3. Rückblick: Schreib, was du siehst
Das war das Schreibthema der dritten Woche: Schreib, was du siehst
Rückblick
Menschen. Sie drängen sich in die Straßenbahn, ohne vorher die Leute rauszulassen, die aussteigen wollen. Sie trinken die Milch aus und stellen den leeren Karton zurück in den Kühlschrank. Sie reden im Kino! Aber sind sie nicht wahnsinnig interessant?
In der dritten Woche von Seitenwind haben wir Leute beobachtet und von der Straße weg in unsere Texte geholt. Entstanden ist eine beeindruckende Sammlung fein gezeichneter Porträts.
Ein wohnungsloser alter Herr in der Straßenbahn, mit Löchern in seinen Plastiktüten „wie kleine Vulkankrater“. Käthe vonne Bude, von zierlicher Gestalt und mit einer Stimme „wie ein altes, ungeöltes Scharnier“. Wie genau in dieser Woche hingesehen wurde, merkt man an vielen einzigartigen und evokativen Formulierungen. Noch nie zuvor habe ich von einer Figur mit „hechtgrünen Augen“ gelesen, aber ich kann mir diese Augen unmittelbar vorstellen.
Es ist fast unmöglich, einen Menschen zu beschreiben, ohne zumindest anzudeuten, in welcher Beziehung man selbst (oder der Erzähler) zu ihm steht. Und damit hat man dann schon fast einen Plot! Wir lasen in der dritten Woche von flüchtigen Begegnungen, ersten Dates, mindestens einer Trennung und vielleicht vom Beginn einer wunderbaren Freundschaft. Manche Texte zeigten in wenigen Zeilen tiefe, komplexe Beziehungen:
Ist das ein zaghaftes Lächeln, das du mir schenkst? (…) Diese Hand, die einst so kraftvoll den Teppichklopfer umfasste, bevor er auf mich herniedersauste, diese Stahlarbeiterhand, die stahlharte Schläge austeilte. Weißt du noch? Wie kraftlos sie doch heute ist.

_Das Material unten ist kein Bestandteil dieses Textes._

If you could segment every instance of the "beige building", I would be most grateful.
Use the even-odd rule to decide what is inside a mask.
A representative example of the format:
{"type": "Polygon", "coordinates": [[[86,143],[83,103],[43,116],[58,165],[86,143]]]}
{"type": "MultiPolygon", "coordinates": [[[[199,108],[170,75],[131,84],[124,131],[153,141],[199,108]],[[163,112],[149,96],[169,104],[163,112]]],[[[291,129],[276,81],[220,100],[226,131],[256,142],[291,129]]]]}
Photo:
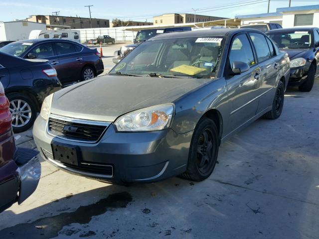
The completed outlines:
{"type": "Polygon", "coordinates": [[[165,25],[177,23],[189,23],[194,22],[203,22],[226,19],[218,16],[206,16],[204,15],[194,15],[188,13],[168,13],[153,17],[154,25],[165,25]],[[196,19],[194,19],[196,18],[196,19]]]}
{"type": "MultiPolygon", "coordinates": [[[[71,29],[89,28],[90,18],[73,16],[55,16],[52,15],[33,15],[26,18],[28,21],[45,23],[47,28],[59,26],[71,29]]],[[[110,21],[107,19],[92,18],[92,27],[110,27],[110,21]]]]}

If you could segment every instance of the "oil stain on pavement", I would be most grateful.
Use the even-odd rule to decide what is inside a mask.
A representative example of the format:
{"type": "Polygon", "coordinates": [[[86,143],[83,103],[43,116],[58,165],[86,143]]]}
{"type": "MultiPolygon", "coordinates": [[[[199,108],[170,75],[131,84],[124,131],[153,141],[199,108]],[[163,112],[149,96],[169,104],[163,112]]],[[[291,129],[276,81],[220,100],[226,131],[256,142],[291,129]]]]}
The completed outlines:
{"type": "MultiPolygon", "coordinates": [[[[87,224],[92,217],[103,214],[109,209],[125,208],[132,201],[132,196],[126,192],[111,194],[107,198],[102,199],[96,203],[81,206],[73,212],[63,213],[38,219],[32,223],[21,223],[5,228],[0,231],[0,238],[43,239],[54,238],[58,236],[59,232],[65,226],[72,223],[87,224]]],[[[94,234],[93,232],[89,232],[81,237],[94,234]]]]}

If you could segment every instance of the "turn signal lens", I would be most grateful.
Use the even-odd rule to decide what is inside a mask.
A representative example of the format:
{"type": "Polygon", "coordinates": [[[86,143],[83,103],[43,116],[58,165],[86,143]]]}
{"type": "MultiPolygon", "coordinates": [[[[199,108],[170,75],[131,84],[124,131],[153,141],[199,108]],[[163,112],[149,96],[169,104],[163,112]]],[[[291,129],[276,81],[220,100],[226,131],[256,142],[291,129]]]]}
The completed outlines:
{"type": "Polygon", "coordinates": [[[118,131],[154,131],[167,128],[174,113],[172,104],[139,110],[120,117],[115,122],[118,131]]]}

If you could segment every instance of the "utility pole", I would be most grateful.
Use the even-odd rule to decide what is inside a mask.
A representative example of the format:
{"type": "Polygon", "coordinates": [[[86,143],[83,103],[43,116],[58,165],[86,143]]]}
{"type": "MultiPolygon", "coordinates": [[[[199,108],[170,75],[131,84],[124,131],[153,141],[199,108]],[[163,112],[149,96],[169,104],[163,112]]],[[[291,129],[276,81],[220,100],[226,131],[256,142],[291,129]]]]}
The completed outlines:
{"type": "Polygon", "coordinates": [[[60,23],[59,22],[59,18],[58,17],[58,13],[60,13],[60,11],[52,12],[52,13],[55,13],[55,15],[56,16],[56,20],[58,22],[58,25],[60,25],[60,23]]]}
{"type": "Polygon", "coordinates": [[[91,18],[91,7],[93,6],[94,5],[89,5],[88,6],[84,6],[86,7],[89,7],[89,11],[90,12],[90,25],[91,25],[91,28],[92,28],[92,18],[91,18]]]}

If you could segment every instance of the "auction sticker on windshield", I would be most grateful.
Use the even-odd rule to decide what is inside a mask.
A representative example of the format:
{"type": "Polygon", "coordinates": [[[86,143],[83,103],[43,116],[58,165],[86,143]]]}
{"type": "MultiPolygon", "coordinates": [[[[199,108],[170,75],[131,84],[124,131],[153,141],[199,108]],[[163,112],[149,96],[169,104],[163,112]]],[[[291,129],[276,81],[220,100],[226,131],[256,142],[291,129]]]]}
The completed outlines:
{"type": "Polygon", "coordinates": [[[116,67],[116,68],[115,68],[115,71],[119,71],[120,70],[123,69],[126,65],[126,63],[125,62],[121,63],[120,65],[116,67]]]}
{"type": "Polygon", "coordinates": [[[223,39],[221,37],[200,37],[195,42],[214,42],[218,43],[223,39]]]}

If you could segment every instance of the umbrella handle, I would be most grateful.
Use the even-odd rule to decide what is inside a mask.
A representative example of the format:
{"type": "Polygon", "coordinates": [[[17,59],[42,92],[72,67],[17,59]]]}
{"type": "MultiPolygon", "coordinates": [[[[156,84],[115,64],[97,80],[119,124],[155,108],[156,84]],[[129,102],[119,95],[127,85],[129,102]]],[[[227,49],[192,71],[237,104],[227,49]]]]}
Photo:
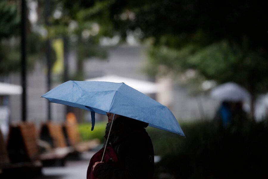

Wir haben viele Menschen erlebt und vielleicht ein bisschen besser verstanden: die gestresste Mutter, den Mann mit dem Rucksack voller Walnüsse, das geflüchtete Kind auf Klassenfahrt, das von einer Fliegerübung aus dem Spiel gerissen wird. Aber wir wissen auch: Was wir gesehen haben, ist immer nur ein Ausschnitt. „Während ich das schreibe“, schließt ein Beitrag,
fällt mir auf, wie eindimensional unser Äußeres ist. Du könntest ein guter Freund, liebevoller Familienvater oder erfolgreicher Unternehmer eines Start-ups sein. Nichts davon lässt mein Text vermuten. Ich urteile über dich, anhand eines Augenblickes. Wie würde man mich beschreiben, wenn ich an deiner Stelle wäre?
Der Thread für die dritte Seitenwind-Woche ist jetzt geschlossen. Beiträge kann man dort nicht mehr posten. Aber Likes verteilen, das geht noch eine ganze Woche lang. So lange habt ihr Zeit, eure liebsten Beiträge auszuzeichnen.
Den Text mit den meisten Likes feiern wir mit einer Vollversion von Papyrus Autor, eine weitere verlosen wir unter allen, die teilgenommen haben. Am Dienstag, dem 8. November, erfahrt ihr, wer gewonnen hat.
Heute beginnt die vierte Woche unserer herbstlichen Schreibsaison. Und diesmal … müssen wir reden.
Wie hat euch das Thema der dritten Woche gefallen?
Ist es euch leicht gefallen, andere, vielleicht fremde Menschen so genau zu beobachten? Was waren die bedeutendsten Details, die ihr eingefangen habt? War euer Schreibprozess anders als sonst? Konntet ihr aus diesem Thema etwas für andere Projekte ziehen, an denen ihr arbeitet?